Which of these tables represents a non-linear function?

A 2-column table with 4 rows. Column 1 is labeled x with entries 17, 18, 19, 20. Column 2 is labeled y with entries 20, 19, 18, 17.
A 2-column table with 4 rows. Column 1 is labeled x with entries 17, 18, 19, 20. Column 2 is labeled y with entries negative 16, negative 17, negative 18, negative 19.
A 2-column table with 4 rows. Column 1 is labeled x with entries 17, 18, 19, 20. Column 2 is labeled y with entries 16, 17, 19, 20.
A 2-column table with 4 rows. Column 1 is labeled x with entries 17, 18, 19, 20. Column 2 is labeled y with entries negative 20, negative 19, negative 18, negative 17.

Answer 1

we conclude that the table ''A 2-column table with 4 rows. Column 1 is labeled x with entries 17, 18, 19, 20. Column 2 is labeled y with entries 16, 17, 19, 20'' represents a non-linear function.

Explanation:

The nature of whether a function can be linear or non-linear, we must check how the x and y values of the table change. If the first difference between y-values remains the same (constant first difference), then the table will represent a linear function, otherwise not.

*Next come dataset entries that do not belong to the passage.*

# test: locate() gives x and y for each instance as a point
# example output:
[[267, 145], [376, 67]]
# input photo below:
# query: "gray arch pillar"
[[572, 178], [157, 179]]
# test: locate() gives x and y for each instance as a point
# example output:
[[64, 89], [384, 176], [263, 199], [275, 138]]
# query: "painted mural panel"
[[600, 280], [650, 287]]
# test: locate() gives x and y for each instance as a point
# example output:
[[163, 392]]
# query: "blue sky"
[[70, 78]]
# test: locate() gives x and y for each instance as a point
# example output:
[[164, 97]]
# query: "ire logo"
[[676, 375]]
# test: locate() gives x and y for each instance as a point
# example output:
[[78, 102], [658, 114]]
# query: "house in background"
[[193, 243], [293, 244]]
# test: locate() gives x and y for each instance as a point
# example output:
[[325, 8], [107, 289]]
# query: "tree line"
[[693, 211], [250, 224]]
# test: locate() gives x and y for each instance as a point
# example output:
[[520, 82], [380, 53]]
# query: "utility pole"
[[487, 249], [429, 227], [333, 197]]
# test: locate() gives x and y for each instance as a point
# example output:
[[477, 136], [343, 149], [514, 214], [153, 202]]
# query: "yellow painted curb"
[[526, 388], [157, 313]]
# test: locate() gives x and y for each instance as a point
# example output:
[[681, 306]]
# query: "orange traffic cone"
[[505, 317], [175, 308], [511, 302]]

Given the x and y entries of the first table:

x y

17 20

18 19

19 18

20 17

From the table, it is clear that as x constantly increases by 1 unit, the y-values are also changing constantly by 1 unit. The first difference between y-values remains the same.

i.e. 19-20=-1, 18-19=-1, 17-18=-1

Thus, this table represents a linear function.

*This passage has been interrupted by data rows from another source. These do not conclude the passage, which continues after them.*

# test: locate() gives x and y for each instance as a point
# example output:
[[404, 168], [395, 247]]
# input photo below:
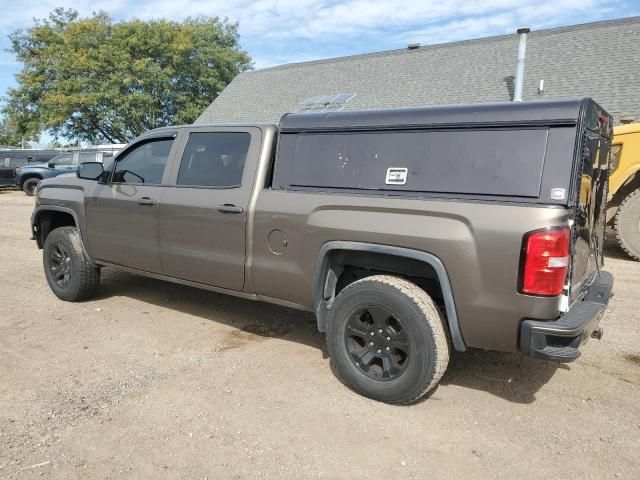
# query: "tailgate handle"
[[229, 208], [146, 201]]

Given the x and y entries of the second table:

x y

17 -16

18 -17

19 -18

20 -19

From the table, it is clear that as x constantly increases by 1 unit, the y-values are also changing constantly by 1 unit. The first difference between y-values remains the same.

i.e. -17-(-16)=-1, -18-(-17)=-1, -19-(-18)=-1

Thus, this table represents a linear function.

Given the x and y entries of the second table:

x y

17 16

18 17

19 19

20 20

From the table, it is clear that as x constantly increases by 1 unit, but the y-values are not changing constantly. The first difference between y-values does not remain the same.

i.e. 17- 16 = 1, 19 - 17 = 2, 20 - 19 = 1

Thus, this table does not represent a linear function. Hence, it is a non-linear function.

Given the x and y entries of the second table:

x y

17 -20

18 -19

19 -18

20 -17

From the table, it is clear that as x constantly increases by 1 unit, the y-values are also changing constantly by 1 unit. The first difference between y-values remains the same.

i.e. -19-(-20)=1, -18-(-19)=1, -17-(-18)=1

Thus, this table represents a linear function.

Therefore, we conclude that the table ''A 2-column table with 4 rows. Column 1 is labeled x with entries 17, 18, 19, 20. Column 2 is labeled y with entries 16, 17, 19, 20'' represents a non-linear function.